Vous me parlez de votre Larmechin, c’est assez pour mon fils ; vous vous en plaignez souvent ; il est peut-être devenu bon ; parlezen à Beaulieu, et qu’il en écrive à mon fils, j’en rendrai de bons témoignages. Celui qu’il avait était bon, il s’est gâté ; il ne gagnerait que ses gages, quarante ou cinquante écus, point de vin, ni de graisse, ni de levure de lard. Je crois que mon fils ne plaindrait pas de plus gros gages pour avoir un vrai bon cuisinier ; je craindrais que celui-là ne fût trop faible. Mais, ma bonne, quelle folie d’avoir quatre personnes à la cuisine ! Où va-t-on avec de telles dépenses, et à quoi servent tant de gens ? Est-ce une table que la vôtre pour en occuper seulement deux ? L’air de Lâchait et sa perruque vous coûtent bien cher. Je suis fort malcontente de ce désordre ; ne sauriez-vous en être la maîtresse ? Tout est cher à Paris, et trois valets de chambre ! Tout est double et triple chez vous. Je vous dirai comme l’autre jour : Vous êtes en bonne ville ; faites des présents, ma bonne, de tout ce qui vous est inutile. N’est-ce point l’avis de M. Enfossy ? M. de Grignan peut-il vouloir cet excès ? Ma chère bonne, je ne puis m’empêcher de vous parler bonnement là-dessus. Après cette gronderie toute maternelle, laissez-moi vous embrasser chèrement et tendrement, persuadée que vous nêtes point fâchée.
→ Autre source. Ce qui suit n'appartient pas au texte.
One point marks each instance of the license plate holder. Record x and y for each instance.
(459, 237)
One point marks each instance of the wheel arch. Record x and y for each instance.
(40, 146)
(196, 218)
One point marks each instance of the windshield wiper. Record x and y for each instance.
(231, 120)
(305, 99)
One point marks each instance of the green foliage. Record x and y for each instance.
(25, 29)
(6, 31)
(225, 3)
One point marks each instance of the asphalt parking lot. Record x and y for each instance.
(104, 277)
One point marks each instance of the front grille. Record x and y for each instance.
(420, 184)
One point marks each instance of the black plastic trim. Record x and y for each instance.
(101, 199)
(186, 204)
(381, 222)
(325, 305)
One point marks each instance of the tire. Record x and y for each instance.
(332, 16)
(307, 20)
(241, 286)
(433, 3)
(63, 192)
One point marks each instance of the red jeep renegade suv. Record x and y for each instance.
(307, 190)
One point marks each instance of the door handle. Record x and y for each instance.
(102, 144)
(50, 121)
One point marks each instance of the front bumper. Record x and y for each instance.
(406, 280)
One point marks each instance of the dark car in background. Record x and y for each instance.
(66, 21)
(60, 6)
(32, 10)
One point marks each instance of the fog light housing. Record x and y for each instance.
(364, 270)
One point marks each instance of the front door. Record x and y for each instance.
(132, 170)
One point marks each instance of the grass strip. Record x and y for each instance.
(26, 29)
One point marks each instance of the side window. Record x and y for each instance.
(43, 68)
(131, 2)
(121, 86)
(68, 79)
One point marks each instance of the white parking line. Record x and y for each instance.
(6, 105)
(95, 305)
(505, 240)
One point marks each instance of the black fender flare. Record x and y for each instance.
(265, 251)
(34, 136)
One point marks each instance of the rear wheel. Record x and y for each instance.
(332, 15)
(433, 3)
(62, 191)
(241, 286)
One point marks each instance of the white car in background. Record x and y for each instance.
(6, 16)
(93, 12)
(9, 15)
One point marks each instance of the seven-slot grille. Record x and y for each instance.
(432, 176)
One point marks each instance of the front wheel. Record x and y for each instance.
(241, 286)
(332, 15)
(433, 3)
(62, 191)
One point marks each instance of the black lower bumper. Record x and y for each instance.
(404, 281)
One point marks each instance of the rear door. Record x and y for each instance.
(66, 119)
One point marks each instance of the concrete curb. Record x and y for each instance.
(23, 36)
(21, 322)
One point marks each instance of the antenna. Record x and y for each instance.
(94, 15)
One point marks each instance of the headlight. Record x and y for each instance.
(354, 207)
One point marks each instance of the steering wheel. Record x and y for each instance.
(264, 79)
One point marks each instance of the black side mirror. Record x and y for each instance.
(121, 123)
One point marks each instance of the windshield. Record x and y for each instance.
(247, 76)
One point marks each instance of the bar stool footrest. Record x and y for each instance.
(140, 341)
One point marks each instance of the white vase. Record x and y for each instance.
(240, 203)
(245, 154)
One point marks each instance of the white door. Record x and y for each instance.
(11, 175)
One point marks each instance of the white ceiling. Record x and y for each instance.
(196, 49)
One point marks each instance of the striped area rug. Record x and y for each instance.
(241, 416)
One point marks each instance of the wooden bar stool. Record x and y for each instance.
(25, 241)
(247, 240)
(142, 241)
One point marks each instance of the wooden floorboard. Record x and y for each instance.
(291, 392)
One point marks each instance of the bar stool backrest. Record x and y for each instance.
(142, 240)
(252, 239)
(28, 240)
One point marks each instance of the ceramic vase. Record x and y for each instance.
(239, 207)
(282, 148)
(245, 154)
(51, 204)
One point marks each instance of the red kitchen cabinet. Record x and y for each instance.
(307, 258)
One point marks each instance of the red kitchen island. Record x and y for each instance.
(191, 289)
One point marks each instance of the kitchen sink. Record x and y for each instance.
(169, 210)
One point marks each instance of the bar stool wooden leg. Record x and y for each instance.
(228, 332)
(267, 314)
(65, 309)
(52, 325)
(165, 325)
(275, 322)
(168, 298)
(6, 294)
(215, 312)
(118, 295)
Ma bonne, il faut que votre mal de côté soit de bonne composition pour souffrir tous vos voyages de Versailles ; songez au moins que le maigre vous est mortel, et que le mal intérieur doit être ménagé et respecté. Bien des amitiés aux grands et petits Grignans. Je veux vous dire ceci. Vous croyez mon fils habile, et qu’il se connaît en sauces, et sait se faire servir ; ma bonne, il n’y eutend rien du tout ; Larmechin[3] encore moins, le cuisinier encore moins : il ne faut pas s’étonner si un cuisinier qui était assez bon s’est entièrement gâté ; et moi, que vous méprisez tant, je suis l’aigle ; on ne juge de rien sans avoir regardé la mine que je fais. L’ambition de vous conter que je règne sur des ignorants m’a obligée de vous faire ce sot et long discours : demandez à Beaulieu.


  1. Le roi Charles II mourut le 16 février 1685, et le roi de France ne voulut point que de toute la semaine il y eût à la cour bal ni comédie. Le petit marquis de Grignan devait faire partie de la mascarade.
  2. Voyez le Cid, acte III, scène iv.
  3. Valet de chambre de M. de Sévigné.